At Sunmiet’s mother’s burial not long ago, the elder spoke of bridges, too. At the dressing, Morning Dove’s body was draped in white buckskins and wrapped in a colorful blanket. We mourners then each picked up handfuls of earth and dropped them on Morning Dove’s body, walking by the gravesite, women first, then men. And when we finished, the elder spoke his prayer. “Death is just a bridge between this world and the next,” Indian Peter said. “It is not to fear. We will not be on this bridge for as long as the eagle flies, but only for a moment. Then we will pass over to those waiting on the other side.” I could picture Rachel, Pauline, and Loyal, even Papa, arms outstretched,
waiting.
I thought of those words earlier this June, too, when J. W. and I stood near the Buck Hollow bridge. I’d been at Finnigan with trusty Bandy, my bay gelding. Patsy, the Irish Setter, panted beside me on the buggy’s leather seat, her tongue dripping onto a bouquet of wildflowers that slowly wilted beside me—evidence I’d been dallying along the creek that perfect June day in 1893. High rimrocks lined the river canyon on either side and sliced cleanly into the royal lupine blue sky.
I took a brief midday break beneath the cottonwood trees and let my hat lie in the grassy shade. Even worked my knife on a soft wood block, carving. I didn’t stay long. Joseph would be coming back from the flour mill or perhaps return early from work on the grade and I could meet him at the house for supper if I hurried.
I met J. W. and his freighter at the Buck Hollow bridge, just before the place where the clear stream joins the river, below the twisting, swirling falls and below our own Sherar’s Bridge. Pure coincidence that I should meet him there beside the river. He was ahead of me on the grade. When he saw me behind him, he pulled up, motioned me beside his freighter, and we chatted a bit. He didn’t rub his eyes, not once.
I guess I’d forgotten how kind his leathered face was, how broad his smile.
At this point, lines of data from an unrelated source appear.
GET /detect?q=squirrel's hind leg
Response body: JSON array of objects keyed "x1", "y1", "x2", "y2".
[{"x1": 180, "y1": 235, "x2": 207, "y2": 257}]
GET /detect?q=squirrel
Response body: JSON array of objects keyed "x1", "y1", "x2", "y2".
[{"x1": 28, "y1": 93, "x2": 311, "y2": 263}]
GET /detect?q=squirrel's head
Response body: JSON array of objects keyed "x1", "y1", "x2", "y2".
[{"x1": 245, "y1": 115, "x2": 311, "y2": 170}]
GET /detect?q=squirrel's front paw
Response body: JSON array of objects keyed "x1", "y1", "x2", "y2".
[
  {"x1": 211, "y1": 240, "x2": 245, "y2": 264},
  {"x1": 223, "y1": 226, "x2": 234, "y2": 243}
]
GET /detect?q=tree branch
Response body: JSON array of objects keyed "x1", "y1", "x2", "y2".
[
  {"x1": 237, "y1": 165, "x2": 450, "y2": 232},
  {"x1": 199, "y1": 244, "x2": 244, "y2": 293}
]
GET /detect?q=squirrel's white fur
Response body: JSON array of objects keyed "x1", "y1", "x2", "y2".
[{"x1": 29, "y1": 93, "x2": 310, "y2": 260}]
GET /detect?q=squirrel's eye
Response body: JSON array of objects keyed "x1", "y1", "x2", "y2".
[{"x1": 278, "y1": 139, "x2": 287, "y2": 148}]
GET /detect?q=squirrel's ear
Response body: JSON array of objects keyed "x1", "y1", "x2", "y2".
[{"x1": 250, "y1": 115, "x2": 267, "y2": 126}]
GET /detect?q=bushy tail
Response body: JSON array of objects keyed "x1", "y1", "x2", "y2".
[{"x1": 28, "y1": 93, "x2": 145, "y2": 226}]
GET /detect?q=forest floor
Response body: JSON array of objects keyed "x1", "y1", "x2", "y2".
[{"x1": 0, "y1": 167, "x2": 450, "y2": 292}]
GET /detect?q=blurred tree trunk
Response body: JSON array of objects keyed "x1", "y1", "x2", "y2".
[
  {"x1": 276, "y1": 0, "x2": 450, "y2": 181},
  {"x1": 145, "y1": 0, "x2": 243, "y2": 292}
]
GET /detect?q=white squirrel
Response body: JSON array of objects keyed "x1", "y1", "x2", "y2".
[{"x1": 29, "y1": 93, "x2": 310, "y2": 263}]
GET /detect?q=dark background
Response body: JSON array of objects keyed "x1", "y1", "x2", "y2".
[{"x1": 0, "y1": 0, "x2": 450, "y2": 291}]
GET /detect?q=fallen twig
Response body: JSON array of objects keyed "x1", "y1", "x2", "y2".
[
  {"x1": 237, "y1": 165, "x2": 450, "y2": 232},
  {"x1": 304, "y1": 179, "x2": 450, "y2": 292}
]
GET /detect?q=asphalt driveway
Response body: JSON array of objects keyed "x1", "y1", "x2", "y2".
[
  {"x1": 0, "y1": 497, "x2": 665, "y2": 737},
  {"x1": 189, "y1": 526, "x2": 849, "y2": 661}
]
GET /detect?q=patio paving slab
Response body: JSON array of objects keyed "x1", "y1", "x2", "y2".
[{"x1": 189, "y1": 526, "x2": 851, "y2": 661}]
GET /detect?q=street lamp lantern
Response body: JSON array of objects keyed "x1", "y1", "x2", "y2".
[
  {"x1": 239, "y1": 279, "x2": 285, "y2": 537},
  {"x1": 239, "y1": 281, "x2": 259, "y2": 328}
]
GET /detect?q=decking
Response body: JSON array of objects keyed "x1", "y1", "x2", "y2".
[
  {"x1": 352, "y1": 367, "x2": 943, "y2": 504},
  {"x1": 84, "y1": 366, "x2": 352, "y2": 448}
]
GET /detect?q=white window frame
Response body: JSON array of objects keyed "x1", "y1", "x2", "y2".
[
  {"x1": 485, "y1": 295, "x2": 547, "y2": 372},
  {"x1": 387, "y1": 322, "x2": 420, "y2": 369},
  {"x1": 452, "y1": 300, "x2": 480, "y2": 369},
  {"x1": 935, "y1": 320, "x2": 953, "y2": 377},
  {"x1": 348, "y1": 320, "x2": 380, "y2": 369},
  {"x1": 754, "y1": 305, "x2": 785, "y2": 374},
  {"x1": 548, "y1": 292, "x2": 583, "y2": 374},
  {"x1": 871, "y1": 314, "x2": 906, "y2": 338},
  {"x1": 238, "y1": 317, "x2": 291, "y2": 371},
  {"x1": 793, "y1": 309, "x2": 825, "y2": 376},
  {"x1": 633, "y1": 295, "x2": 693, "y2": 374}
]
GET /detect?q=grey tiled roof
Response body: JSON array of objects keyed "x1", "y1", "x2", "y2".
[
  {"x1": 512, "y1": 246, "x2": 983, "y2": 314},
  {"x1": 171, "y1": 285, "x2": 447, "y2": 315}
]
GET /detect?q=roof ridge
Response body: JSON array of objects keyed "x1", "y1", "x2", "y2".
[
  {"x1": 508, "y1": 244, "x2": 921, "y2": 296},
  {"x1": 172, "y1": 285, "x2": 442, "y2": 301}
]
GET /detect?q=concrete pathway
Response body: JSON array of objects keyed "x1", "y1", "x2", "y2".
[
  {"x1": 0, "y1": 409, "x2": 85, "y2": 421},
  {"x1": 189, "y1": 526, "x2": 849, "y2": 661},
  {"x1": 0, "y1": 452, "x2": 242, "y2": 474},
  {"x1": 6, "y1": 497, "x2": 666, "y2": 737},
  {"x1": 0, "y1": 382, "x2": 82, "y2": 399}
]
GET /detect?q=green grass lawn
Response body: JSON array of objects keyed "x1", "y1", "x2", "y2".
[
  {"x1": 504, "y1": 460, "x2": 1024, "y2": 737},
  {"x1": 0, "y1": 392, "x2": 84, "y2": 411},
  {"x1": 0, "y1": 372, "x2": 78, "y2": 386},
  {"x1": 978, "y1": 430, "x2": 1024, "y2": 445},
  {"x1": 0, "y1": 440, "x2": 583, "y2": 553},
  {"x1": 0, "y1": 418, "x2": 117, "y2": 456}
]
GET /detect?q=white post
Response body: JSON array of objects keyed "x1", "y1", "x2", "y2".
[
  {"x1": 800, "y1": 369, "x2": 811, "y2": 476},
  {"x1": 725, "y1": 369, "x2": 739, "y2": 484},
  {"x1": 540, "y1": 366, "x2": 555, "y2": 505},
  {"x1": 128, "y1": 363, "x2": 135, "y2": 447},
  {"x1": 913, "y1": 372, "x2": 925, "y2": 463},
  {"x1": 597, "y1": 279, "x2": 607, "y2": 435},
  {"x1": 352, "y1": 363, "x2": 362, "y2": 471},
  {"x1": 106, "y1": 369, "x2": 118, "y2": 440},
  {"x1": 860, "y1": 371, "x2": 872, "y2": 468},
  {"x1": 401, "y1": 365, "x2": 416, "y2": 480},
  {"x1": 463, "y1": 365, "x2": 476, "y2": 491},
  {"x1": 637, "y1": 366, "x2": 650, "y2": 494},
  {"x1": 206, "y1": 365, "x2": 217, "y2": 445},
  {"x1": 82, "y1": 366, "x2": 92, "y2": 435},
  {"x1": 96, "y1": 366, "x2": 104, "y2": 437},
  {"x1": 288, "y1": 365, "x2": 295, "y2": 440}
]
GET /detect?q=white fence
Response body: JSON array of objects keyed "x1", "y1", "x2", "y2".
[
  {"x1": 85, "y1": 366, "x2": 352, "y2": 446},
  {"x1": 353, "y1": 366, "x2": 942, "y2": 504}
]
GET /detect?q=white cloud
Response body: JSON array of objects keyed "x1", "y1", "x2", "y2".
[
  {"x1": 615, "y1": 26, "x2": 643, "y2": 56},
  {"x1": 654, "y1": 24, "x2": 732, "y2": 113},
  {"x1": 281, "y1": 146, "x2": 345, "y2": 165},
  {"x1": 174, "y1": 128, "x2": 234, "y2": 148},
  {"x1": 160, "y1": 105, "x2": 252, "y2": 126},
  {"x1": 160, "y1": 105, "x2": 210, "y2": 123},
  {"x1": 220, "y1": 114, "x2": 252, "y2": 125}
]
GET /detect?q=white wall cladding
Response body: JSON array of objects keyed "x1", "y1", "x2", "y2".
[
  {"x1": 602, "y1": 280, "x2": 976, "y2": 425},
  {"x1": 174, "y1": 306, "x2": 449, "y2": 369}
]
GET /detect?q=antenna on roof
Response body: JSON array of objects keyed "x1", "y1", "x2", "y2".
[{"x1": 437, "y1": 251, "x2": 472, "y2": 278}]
He squinted his sun-hardened eyes at me and I wondered if he still saw a sassy girl sitting beside a dog or if his memory had grown older too and so he saw me as the busy, bony matron I’ve become.
“Good timing, Missus,” he said, touching his fingers to his hat in greeting. “Go on ahead. No reason for you to ride drag.”
“Why, thank you, J. W.,” I said, still somewhat formal as his presence always made me think of Papa, too. “I’ve done my share of tasting dust today. We could certainly use some rain up the hollow, dry as it is.” I shaded my eyes with my hand, aware that the sun prepared to set behind the rimrocks as we spoke.